Minik fez esforços notáveis para se adaptar às condições de sua terra natal. Ele até se casou com uma moça local, mas o casamento não perdurou. Logo, começou a sentir saudades da vida na cidade e, em 1916, retornou aos Estados Unidos. Estabeleceu-se em Pittsburg, New Hampshire, e encontrou trabalho como lenhador. Parecia que finalmente estava construindo sua felicidade, porém, a pandemia de gripe espanhola de 1918 varreu a região e Minik sucumbiu. Tinha entre vinte e sete ou vinte e oito anos.

Minik, meteoritos e a expedição de Robert Peary
Minik em Nova Iorque

A história de Minik, revelada em 1986 através do livro “Give Me My Father’s Body” de Kenn Harper, expôs Peary como uma figura egoísta e ambígua. Harper o retratou como alguém que enriqueceu vendendo artefatos para financiar suas expedições, apresentando essas vendas como doações. Além disso, Harper acusou o Museu de História Natural de conivência, patrocinando e subsidiando os exploradores enquanto fingia respeitar as culturas e os povos nativos estudados.

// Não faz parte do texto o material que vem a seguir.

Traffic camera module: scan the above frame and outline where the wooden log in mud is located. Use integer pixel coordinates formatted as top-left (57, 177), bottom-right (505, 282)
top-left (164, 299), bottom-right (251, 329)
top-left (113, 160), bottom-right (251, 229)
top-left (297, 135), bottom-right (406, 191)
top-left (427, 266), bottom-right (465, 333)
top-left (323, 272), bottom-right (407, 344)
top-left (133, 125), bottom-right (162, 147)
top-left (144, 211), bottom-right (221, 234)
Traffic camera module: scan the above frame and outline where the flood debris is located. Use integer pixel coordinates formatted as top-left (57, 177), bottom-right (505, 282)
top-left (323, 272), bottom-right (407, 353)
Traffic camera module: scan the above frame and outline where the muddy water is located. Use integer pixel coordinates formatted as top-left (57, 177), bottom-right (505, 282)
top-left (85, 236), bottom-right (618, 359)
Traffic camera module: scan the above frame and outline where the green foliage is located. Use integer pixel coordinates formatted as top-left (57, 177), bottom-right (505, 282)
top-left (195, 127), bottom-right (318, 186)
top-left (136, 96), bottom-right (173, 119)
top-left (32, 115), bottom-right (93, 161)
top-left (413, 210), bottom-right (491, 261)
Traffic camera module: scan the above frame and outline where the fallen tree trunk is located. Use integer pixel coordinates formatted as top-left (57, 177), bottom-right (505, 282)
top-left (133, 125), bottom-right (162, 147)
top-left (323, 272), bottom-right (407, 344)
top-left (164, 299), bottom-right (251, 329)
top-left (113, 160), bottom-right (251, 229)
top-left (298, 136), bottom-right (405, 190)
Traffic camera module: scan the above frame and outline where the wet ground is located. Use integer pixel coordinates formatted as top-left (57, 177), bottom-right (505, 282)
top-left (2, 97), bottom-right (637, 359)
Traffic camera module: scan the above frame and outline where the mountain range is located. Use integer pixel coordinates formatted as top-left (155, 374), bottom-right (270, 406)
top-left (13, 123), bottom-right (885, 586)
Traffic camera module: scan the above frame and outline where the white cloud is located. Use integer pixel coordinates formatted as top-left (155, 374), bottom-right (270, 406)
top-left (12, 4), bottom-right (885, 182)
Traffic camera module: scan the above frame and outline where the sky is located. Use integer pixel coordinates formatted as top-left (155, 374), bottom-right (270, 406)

A ampla cobertura midiática do livro de Harper forçou o museu a devolver os ossos do pai de Minik à Groenlândia. Em 1993, esses ossos foram sepultados em um cemitério da igreja em Qaanaaq, acompanhados por uma placa escrita na língua esquimó que dizia: “Eles voltaram para casa”.

Minik, meteoritos e a expedição de Robert Peary
Minik posa para uma fotografia com outros três Inuit que foram trazidos para Nova York por Robert Peary.

Apesar disso, centenas de esqueletos indígenas permanecem armazenados em museus americanos. Alguns deles foram desenterrados por Peary depois de terem sido enterrados e transportados para a América para posterior venda.

Quanto ao meteorito, a maior peça conhecida como “a Tenda” ou Ahnighito, ainda está em exibição no Museu de História Natural de Nova York. Com 31 toneladas, é tão maciça que seu suporte de exibição foi projetado para alcançar diretamente o leito rochoso sob o museu.